Wise word to edu from mobile guru on App Store

Mobile expert Enrique Ortiz at About Mobility Weblog describes the power that ease of discovery has for delivering content. He writes in the context of mobile, and the huge success of the new Apple App Store, which I have been extolling for its new way of making content available. The new mechanisms of the App Store are illustrating, as Enrique says, “that people WILL” use what they can discover.

“Discovering” begins by finding something you want online. Educators can increase the use of open educational resources by making them findable. To join in a major way in the cascade from the App Store (and its inevitable clones), education assets will need to be not only findable in these environments, but downloadable and useful, as Enrique says:

Awesome, 10 million downloads, in just 3 days.
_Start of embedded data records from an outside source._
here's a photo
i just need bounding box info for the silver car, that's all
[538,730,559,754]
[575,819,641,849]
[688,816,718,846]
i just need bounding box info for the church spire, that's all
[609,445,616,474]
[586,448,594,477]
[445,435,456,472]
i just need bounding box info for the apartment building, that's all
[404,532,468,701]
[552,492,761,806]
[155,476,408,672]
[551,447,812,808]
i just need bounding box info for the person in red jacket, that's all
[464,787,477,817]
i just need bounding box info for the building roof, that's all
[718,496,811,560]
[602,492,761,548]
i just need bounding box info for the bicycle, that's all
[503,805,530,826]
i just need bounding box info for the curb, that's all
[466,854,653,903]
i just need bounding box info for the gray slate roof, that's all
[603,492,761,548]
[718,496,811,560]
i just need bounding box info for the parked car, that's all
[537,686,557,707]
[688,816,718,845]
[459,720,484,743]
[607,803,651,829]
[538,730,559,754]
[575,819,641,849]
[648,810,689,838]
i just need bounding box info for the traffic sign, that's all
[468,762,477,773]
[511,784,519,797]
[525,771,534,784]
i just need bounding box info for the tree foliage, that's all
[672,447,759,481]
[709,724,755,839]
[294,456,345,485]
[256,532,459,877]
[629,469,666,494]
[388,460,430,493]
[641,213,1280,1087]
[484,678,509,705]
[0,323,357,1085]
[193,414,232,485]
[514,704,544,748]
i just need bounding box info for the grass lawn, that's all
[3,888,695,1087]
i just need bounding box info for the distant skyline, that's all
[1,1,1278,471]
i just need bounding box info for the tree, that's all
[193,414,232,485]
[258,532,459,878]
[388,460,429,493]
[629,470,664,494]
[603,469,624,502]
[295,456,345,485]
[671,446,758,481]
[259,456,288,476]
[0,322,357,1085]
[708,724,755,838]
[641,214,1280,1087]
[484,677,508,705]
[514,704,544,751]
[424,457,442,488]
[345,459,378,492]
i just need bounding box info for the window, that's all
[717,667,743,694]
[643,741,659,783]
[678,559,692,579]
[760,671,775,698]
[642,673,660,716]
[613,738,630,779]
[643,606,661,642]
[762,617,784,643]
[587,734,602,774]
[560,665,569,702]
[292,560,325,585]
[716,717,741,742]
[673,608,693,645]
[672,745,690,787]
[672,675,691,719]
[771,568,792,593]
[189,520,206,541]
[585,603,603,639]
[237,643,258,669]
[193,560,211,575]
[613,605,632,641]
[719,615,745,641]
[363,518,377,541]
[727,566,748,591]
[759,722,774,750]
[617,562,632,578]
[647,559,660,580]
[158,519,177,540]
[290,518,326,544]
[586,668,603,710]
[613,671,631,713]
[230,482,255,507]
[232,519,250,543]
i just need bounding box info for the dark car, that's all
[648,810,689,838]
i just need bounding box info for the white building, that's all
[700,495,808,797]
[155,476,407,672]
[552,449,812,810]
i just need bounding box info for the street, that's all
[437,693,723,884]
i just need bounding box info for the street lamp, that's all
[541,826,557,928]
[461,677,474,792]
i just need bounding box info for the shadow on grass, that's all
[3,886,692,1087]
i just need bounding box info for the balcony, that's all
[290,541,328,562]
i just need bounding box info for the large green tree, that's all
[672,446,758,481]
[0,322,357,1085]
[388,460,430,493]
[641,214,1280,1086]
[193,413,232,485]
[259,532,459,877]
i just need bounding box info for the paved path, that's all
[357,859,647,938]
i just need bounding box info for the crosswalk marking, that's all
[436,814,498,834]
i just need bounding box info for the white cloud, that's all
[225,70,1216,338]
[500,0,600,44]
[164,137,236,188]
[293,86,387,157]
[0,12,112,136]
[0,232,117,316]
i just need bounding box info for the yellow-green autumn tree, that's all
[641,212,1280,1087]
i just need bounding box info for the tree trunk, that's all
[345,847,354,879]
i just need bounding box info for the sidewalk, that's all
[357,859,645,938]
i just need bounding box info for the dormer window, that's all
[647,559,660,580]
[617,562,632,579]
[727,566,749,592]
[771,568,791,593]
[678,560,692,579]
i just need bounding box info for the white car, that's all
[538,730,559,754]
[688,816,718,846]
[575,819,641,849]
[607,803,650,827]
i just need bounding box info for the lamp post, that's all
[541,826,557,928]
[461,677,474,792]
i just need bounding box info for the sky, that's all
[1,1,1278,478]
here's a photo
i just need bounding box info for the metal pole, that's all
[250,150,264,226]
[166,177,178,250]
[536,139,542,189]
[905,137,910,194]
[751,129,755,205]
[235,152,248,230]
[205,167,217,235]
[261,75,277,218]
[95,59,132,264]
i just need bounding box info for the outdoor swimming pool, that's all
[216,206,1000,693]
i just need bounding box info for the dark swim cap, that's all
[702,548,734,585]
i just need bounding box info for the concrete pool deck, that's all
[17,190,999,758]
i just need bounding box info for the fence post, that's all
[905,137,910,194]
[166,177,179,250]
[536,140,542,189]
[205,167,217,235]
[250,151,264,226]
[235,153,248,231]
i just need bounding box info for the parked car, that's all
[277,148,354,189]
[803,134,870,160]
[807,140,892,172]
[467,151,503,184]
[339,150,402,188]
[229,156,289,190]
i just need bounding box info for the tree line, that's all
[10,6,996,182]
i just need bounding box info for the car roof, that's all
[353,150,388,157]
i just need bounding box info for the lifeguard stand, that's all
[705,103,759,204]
I (and others) knew it all along, and proves the point I we have been making again and again and arguing for a long time: that people WILL download applications, if the problem w/ downloading (i.e. discovery) is solved. (Of course, the app must be useful to begin with) — see

>iPhone SDK, the App Store, the iPhone on the Enterprise . . . .

Apple solved it, and everyone is happy… Andriod MUST solve it, if they want to be successful w.r.t. local apps. Java ME doesn’t have a solution to this, and that is a problem. And Mobile Widgets also need a discovery solution. Ease of discovery must always be part of the mobile solution: being it a search box, an icon on the home page of the handset, a mobile widget, or side-loading…

One way edu could make open educational resources discoverable is by pointing to them with learn nodes that are easily findable blog-like little webpages for micro topics that are within the resources. (Resources have to be open for this to work. The App Store makes both open (free) and for sale apps available, which is literally a mixed bag.)